A new diazonium method for the histochemical demonstration of alkaline phosphatase (avec Jans et Green) (1944)
A method is described for demonstrating the localization of alkaline phosphatase in tissue sections by means of the coupling of a diazonium salt with naphthol liberated by the enzyme, producing a visible colored precipitate at the exact site of enzyme activity.
The effect of radium emanation on the rate of cell division in the early sea-urchin embryo (1911)
The influence of radium emanation upon cell division was investigated. Results indicate a marked inhibitory effect upon the rate of division proportional to the concentration of radium applied.
Carbonic anhydrase — its preparation and properties (co-auteurs Davenport et Wilhelmi) (1932)
Carbonic anhydrase was isolated and its kinetic properties examined. The enzyme was found to catalyse the reversible hydration of carbon dioxide at a rate far exceeding any known chemical catalyst.

Lieux clés

Port Lambton, Ontario, Canada

Village natal de Maud Menten, situé au bord du lac Sainte-Claire. C'est dans ce cadre rural canadien qu'elle grandit avant d'entamer un parcours académique exceptionnel.

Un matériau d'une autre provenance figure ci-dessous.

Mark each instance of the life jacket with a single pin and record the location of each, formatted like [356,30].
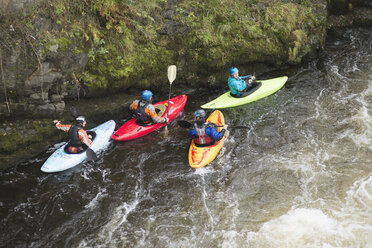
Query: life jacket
[202,138]
[73,135]
[141,115]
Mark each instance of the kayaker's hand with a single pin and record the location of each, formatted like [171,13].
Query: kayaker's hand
[227,133]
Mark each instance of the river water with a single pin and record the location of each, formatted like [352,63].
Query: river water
[300,176]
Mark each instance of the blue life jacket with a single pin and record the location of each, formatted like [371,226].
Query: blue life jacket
[141,115]
[73,135]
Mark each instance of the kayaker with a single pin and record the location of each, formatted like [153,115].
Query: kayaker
[76,133]
[203,133]
[144,111]
[239,85]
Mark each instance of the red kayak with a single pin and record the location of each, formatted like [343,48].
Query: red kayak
[131,130]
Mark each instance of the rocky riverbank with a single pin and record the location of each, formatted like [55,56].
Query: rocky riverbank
[55,52]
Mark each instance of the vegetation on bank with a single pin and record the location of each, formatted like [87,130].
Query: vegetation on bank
[130,43]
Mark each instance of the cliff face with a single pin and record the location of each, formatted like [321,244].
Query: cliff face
[56,50]
[65,49]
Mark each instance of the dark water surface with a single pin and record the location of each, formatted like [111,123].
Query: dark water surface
[300,176]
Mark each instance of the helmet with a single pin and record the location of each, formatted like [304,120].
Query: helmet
[200,113]
[146,95]
[232,70]
[80,119]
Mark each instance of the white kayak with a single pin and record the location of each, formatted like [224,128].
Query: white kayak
[60,160]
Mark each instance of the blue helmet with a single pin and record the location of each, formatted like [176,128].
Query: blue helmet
[200,113]
[232,70]
[146,95]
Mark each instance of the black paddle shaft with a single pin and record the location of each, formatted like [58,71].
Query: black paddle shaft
[186,124]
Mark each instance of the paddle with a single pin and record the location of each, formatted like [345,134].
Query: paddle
[92,156]
[172,71]
[186,124]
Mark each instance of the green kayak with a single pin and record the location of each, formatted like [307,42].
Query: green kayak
[262,89]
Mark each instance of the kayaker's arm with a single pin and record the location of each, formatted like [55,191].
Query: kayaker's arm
[83,136]
[215,134]
[192,133]
[63,127]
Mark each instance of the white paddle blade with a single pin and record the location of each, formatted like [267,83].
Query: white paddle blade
[172,71]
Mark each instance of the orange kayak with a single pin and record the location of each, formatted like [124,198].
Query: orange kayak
[201,156]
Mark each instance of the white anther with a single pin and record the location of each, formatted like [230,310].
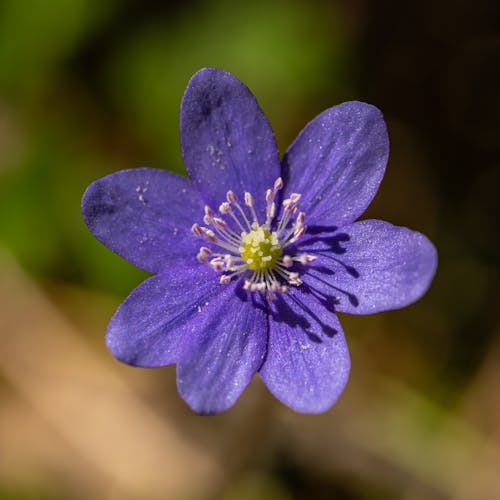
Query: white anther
[208,234]
[272,210]
[225,208]
[248,199]
[231,197]
[196,228]
[299,233]
[205,251]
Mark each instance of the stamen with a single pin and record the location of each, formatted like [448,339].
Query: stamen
[256,251]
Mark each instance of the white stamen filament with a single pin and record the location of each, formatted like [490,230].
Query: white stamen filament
[256,250]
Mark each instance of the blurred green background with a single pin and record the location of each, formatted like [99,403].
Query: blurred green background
[90,87]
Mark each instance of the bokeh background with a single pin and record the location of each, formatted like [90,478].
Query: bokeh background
[89,87]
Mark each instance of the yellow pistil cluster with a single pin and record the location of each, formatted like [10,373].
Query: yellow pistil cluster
[260,248]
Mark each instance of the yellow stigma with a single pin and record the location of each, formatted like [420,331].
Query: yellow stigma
[260,248]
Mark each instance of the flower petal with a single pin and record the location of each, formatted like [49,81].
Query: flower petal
[227,142]
[145,215]
[231,344]
[159,321]
[371,266]
[337,163]
[307,364]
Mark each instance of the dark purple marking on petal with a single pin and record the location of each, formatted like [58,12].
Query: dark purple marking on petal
[370,266]
[227,142]
[307,364]
[159,321]
[145,215]
[231,343]
[337,163]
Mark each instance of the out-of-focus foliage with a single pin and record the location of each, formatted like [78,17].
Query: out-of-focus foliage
[89,87]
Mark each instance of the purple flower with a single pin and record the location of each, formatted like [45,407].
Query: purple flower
[252,258]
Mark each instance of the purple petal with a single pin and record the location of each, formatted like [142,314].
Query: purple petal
[158,322]
[370,266]
[231,344]
[145,215]
[337,163]
[227,142]
[307,364]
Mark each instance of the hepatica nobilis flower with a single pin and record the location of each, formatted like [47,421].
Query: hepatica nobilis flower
[252,257]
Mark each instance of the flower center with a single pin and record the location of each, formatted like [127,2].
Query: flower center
[260,248]
[239,247]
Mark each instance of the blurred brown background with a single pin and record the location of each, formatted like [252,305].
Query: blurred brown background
[90,87]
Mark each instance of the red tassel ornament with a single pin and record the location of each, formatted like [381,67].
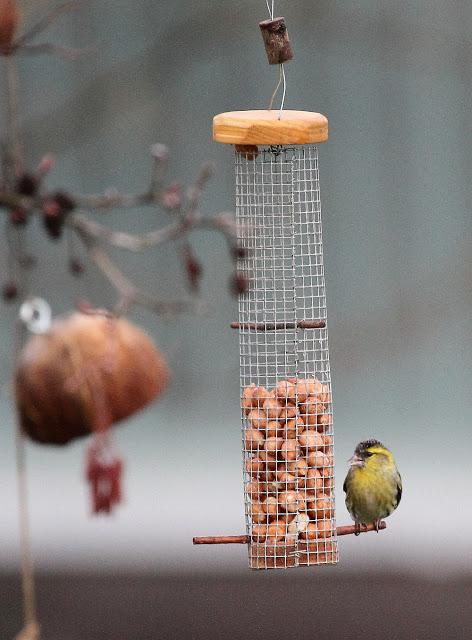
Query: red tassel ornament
[104,473]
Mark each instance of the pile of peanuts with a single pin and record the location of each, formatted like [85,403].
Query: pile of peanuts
[289,462]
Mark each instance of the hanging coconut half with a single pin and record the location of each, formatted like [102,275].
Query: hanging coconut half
[86,373]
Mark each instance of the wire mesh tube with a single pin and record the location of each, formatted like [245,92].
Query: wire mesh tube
[286,399]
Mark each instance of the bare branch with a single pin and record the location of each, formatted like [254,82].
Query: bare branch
[44,23]
[122,240]
[67,53]
[129,294]
[195,191]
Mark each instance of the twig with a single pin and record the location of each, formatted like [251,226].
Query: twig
[44,22]
[68,53]
[128,292]
[340,531]
[15,151]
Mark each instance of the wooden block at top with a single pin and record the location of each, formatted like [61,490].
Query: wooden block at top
[265,127]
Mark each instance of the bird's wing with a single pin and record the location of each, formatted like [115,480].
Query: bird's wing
[399,490]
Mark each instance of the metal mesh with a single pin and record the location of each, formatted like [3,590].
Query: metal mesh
[285,375]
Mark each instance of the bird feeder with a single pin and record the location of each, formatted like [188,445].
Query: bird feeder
[286,397]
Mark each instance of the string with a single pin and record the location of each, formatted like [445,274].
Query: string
[282,78]
[31,626]
[270,9]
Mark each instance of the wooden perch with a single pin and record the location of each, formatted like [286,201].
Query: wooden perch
[340,531]
[279,326]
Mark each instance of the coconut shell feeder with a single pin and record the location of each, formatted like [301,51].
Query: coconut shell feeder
[86,373]
[285,376]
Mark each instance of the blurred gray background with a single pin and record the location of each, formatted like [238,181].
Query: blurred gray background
[394,80]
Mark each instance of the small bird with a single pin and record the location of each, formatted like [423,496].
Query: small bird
[373,485]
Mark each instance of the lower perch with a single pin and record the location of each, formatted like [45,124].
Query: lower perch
[340,531]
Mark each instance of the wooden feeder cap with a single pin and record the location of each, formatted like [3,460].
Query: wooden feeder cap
[265,127]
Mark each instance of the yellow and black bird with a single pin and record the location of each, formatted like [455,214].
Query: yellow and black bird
[373,485]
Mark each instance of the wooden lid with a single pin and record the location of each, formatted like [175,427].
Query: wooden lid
[264,127]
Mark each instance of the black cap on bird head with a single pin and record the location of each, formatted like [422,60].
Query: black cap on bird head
[363,446]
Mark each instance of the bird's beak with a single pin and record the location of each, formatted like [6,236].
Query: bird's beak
[356,461]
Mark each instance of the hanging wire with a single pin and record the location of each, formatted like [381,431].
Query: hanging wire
[282,78]
[270,9]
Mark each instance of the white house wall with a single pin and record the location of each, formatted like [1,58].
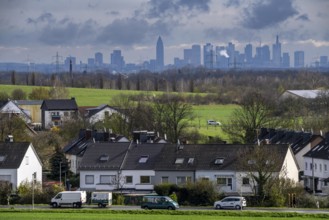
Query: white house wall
[100,116]
[28,166]
[9,175]
[300,158]
[290,166]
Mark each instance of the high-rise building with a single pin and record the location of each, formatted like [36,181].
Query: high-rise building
[208,56]
[323,61]
[222,57]
[248,54]
[98,59]
[193,56]
[276,53]
[117,60]
[299,59]
[285,60]
[70,62]
[159,55]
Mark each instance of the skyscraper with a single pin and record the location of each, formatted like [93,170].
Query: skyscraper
[208,56]
[159,55]
[276,53]
[117,60]
[193,56]
[248,54]
[299,59]
[285,60]
[98,59]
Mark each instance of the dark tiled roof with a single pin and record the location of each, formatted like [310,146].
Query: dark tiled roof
[320,151]
[205,156]
[12,154]
[136,151]
[104,156]
[59,104]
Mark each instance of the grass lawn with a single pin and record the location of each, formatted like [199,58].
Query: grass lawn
[149,215]
[95,97]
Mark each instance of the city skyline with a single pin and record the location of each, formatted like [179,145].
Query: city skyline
[34,31]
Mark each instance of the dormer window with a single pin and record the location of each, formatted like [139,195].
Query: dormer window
[143,159]
[179,161]
[2,158]
[219,161]
[190,160]
[104,157]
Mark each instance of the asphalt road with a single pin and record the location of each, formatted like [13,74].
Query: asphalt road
[115,207]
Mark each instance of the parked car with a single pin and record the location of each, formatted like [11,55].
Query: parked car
[69,198]
[212,122]
[231,202]
[102,199]
[159,202]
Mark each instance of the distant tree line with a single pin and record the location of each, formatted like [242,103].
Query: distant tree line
[227,85]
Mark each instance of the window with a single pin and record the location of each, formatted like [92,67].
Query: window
[129,179]
[190,160]
[104,157]
[145,179]
[245,181]
[221,181]
[89,179]
[143,159]
[164,179]
[107,179]
[183,179]
[2,158]
[219,161]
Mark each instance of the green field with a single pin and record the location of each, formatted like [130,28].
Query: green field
[11,214]
[95,97]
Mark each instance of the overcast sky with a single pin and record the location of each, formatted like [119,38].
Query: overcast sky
[35,30]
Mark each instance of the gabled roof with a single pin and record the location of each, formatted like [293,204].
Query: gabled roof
[94,110]
[28,102]
[138,153]
[321,150]
[59,104]
[296,139]
[104,156]
[206,157]
[12,154]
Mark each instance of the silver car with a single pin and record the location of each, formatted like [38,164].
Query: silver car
[231,202]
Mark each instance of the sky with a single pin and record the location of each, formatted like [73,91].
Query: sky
[35,30]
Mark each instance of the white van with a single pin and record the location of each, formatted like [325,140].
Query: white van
[231,202]
[69,198]
[102,199]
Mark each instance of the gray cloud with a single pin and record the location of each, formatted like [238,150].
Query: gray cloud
[229,34]
[303,17]
[66,32]
[124,32]
[232,3]
[160,8]
[263,14]
[45,17]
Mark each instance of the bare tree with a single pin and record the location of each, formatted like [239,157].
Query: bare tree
[254,113]
[171,116]
[263,164]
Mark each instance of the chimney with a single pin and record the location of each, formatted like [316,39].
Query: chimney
[9,138]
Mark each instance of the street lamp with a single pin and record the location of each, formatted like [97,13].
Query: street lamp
[60,173]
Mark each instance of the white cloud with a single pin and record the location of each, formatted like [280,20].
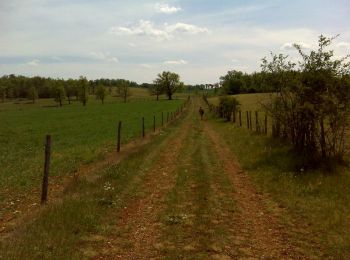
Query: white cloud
[33,63]
[166,9]
[343,45]
[146,66]
[166,32]
[185,28]
[288,46]
[104,56]
[176,62]
[56,58]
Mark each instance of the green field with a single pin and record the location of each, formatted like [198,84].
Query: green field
[80,134]
[318,196]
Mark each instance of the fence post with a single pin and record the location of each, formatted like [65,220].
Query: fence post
[143,127]
[250,120]
[46,169]
[119,134]
[154,123]
[162,119]
[247,119]
[240,118]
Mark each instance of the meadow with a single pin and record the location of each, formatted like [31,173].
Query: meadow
[79,134]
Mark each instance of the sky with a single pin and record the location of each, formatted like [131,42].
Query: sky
[198,39]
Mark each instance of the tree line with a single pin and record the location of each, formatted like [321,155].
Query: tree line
[309,101]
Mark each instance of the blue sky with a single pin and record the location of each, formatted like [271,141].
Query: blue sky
[201,40]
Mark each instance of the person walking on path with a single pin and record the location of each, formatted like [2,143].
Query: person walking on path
[201,112]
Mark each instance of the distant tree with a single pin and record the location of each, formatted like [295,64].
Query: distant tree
[233,82]
[123,90]
[83,87]
[101,93]
[71,89]
[169,81]
[3,91]
[156,89]
[59,93]
[32,94]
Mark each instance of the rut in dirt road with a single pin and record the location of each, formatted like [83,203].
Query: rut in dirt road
[140,216]
[195,202]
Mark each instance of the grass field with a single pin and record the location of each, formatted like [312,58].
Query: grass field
[318,199]
[80,134]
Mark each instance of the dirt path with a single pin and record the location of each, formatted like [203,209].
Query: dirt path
[20,209]
[257,218]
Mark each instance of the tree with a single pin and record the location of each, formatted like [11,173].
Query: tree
[233,82]
[156,89]
[123,90]
[83,88]
[59,92]
[32,94]
[101,93]
[169,82]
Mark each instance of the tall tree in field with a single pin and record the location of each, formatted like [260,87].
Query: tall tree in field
[32,94]
[123,90]
[169,81]
[233,82]
[2,92]
[101,93]
[59,93]
[83,87]
[156,89]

Université de Toronto, Canada

Institution où Maud Menten obtint son Bachelor of Medicine en 1907 et son doctorat en médecine en 1911, parmi les premières femmes admises en sciences médicales au Canada.

Berlin, Allemagne — laboratoire de Michaelis

C'est dans ce laboratoire berlinois que Menten et Michaelis menèrent en 1912-1913 les expériences décisives sur la cinétique enzymatique de l'invertine, donnant naissance à leur équation fondatrice.

Université de Chicago, États-Unis

Maud Menten y réalisa ses premiers travaux de recherche sur le radium dès 1910, puis y soutint son doctorat en biochimie en 1916, approfondissant sa formation scientifique.

Université de Pittsburgh, États-Unis

Principal lieu de sa carrière scientifique de 1918 à 1950, où elle conduisit d'importantes recherches en histochimie et développa la technique de couplage azoïque qui porte encore aujourd'hui son influence.